Si diffonde la droga fra Gargano e Albania, “custodi” albanesi arrestati


Si diffonde la droga fra Gargano e Albania, “custodi” albanesi arrestati


La droga è giunta anche nel territori garganico, alcuni giorni fa alcune persone di nazionalità albanese sono state arrestate, una italiana invece è stata denunciata, ritrovate due pistole Beretta e circa ottocento chilogrammi di marijuana confiscata per un valore “stimato 4 milioni di euro”. L’operazione è stata organizzata del Commissariato P.S. di Manfredonia e dal personale della Squadra Mobile della Questura di Foggia a Vieste.

La droga era arrivata nella zona del garganico diversi giorno fa, il magazzino della sostanza stupefacente si trovava in una zona sotto controllo malavitoso, in un luogo vicino al mare.

E’ stato organizzato un servizio specifico di controllo sul territorio per trovare il deposito, diverse persone sospette sono state pedinate, nella mattinata del 2 marzo a Vieste ciò ha permesso alle Forze dell’Ordine d’ identificare un furgone che dopo essersi diretto nella zona “Lama Le Canne”, poi si è allontano in direzione Poggio Imperiale per introdursi sull’autostrada A14, verso Pescara.

Il mezzo tallonato è stato ispezionato a Pescara da personale di quella Squadra Mobile, nel momento esatto che ha imboccato la A25 direzione Roma. Dentro del furgone, è stato trovato un doppiofondo elettrico, una volta aperto solo saltate fuori, per magia, 170 chilogrammi di marijuana. Arrestato il guidatore albanese,Majron Kapllanaj, 31 anni.

Nel pomeriggio di ieri grazie al Commissariato P.S. di Manfredonia assistito dalla Squadra Mobile della Questura di Foggia, a Vieste in località “Tomarosso”, è stato scoperto un deposito di marijuana che è sbarcata sul Gargano. All’interno del edificio, è stato recuperato l’intero carico di circa seicento chilogrammi della uguale sostanza stupefacente. Sono stati arresti i due “custodi” albanesi Ali Pulomemoj, di anni 24 e Ardit Abilaliaj, di anni 25.

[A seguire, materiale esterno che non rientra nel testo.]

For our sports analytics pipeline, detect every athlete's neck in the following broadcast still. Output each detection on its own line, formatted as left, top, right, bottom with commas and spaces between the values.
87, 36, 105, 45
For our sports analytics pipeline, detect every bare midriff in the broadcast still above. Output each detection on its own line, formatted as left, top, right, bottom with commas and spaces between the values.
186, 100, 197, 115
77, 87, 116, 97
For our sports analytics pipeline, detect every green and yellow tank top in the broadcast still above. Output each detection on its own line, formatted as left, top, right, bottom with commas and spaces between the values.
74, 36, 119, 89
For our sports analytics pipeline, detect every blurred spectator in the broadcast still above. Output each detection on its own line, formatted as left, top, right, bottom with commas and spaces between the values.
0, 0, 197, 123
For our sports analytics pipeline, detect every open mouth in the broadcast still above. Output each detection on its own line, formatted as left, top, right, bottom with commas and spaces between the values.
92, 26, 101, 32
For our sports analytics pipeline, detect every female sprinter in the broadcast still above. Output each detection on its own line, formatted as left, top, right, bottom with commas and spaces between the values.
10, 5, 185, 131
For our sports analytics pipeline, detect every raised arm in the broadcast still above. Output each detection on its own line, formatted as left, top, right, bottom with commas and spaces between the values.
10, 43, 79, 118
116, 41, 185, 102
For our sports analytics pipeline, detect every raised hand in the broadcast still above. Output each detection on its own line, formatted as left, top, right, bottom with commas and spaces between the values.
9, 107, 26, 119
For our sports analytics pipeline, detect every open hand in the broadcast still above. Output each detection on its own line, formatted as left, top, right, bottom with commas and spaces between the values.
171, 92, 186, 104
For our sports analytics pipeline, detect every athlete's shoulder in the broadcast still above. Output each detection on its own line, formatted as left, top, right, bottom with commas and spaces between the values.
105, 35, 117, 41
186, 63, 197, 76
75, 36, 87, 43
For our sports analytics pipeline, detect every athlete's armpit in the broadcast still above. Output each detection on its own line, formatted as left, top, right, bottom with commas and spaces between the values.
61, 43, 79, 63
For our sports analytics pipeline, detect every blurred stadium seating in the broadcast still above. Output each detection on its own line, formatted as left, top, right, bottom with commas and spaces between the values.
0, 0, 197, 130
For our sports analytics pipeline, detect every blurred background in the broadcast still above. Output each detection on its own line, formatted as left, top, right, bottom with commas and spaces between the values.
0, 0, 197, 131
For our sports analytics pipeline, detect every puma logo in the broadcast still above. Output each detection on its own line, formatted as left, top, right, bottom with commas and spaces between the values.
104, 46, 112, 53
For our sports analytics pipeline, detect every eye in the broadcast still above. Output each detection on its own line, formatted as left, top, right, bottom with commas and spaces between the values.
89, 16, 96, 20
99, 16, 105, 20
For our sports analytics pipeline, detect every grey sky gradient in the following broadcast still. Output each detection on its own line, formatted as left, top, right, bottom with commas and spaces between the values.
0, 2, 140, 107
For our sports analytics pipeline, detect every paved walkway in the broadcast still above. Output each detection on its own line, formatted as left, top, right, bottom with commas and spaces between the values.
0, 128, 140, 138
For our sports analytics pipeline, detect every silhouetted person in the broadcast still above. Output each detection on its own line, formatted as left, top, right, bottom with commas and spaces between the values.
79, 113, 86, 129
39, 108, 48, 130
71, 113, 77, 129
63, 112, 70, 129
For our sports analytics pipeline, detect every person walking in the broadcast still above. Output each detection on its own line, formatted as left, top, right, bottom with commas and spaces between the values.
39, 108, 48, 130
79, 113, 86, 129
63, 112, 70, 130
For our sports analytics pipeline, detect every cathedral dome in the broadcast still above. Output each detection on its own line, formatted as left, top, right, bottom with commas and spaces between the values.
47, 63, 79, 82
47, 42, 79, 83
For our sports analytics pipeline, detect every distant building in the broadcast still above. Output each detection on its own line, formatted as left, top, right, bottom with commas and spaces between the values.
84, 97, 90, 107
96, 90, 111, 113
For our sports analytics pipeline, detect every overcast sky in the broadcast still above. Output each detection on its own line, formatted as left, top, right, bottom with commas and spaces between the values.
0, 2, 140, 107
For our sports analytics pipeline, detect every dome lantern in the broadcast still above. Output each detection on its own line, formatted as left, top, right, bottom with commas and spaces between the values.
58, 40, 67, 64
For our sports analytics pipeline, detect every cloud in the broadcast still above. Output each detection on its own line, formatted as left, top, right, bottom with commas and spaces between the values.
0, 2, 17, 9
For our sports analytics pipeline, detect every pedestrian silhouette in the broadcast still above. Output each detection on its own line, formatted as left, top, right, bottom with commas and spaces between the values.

Dentro i sacchi a pelo, adoperati dai due trafficanti di droga come letto notturno, sono state ritrovate pure due pistole con preparate a far fuoco.

Mentre la polizia provvedeva all’arresto è arrivata all’improvviso una macchina guidata da un cittadino viestano, Q. P. di anni 45, fratello di un membro di spicco della criminalità che “lavorava” sul territorio garganico. L’uomo, come ha visto i poliziotti ha abbandonato la macchina ed è fuggito a piedi. Dopo alcune ore, il delinquente, cambiato il vestito, si è ripresentato sul luogo, illudendosi di averla fatta franca, per riprendere il suo veicolo ed assicurandosi della presenza della droga. Ma l’uomo, è stato arrestato dagli agenti che nascosti fra la fitta vegetazione, lo stavano aspettando da diverse ore.

Ma ecco che la polizia dopo la perquisizione presso l’abitazione dell’arrestato, ha trovato gli abiti eliminai da questo, per cui è stato denunciato con gli albanesi per la detenzione della droga. Sono stati confiscati, infine, 800 euro, vari telefoni cellulari e carte di credito, ma anche altro materiale che gli investigatori stanno esaminando.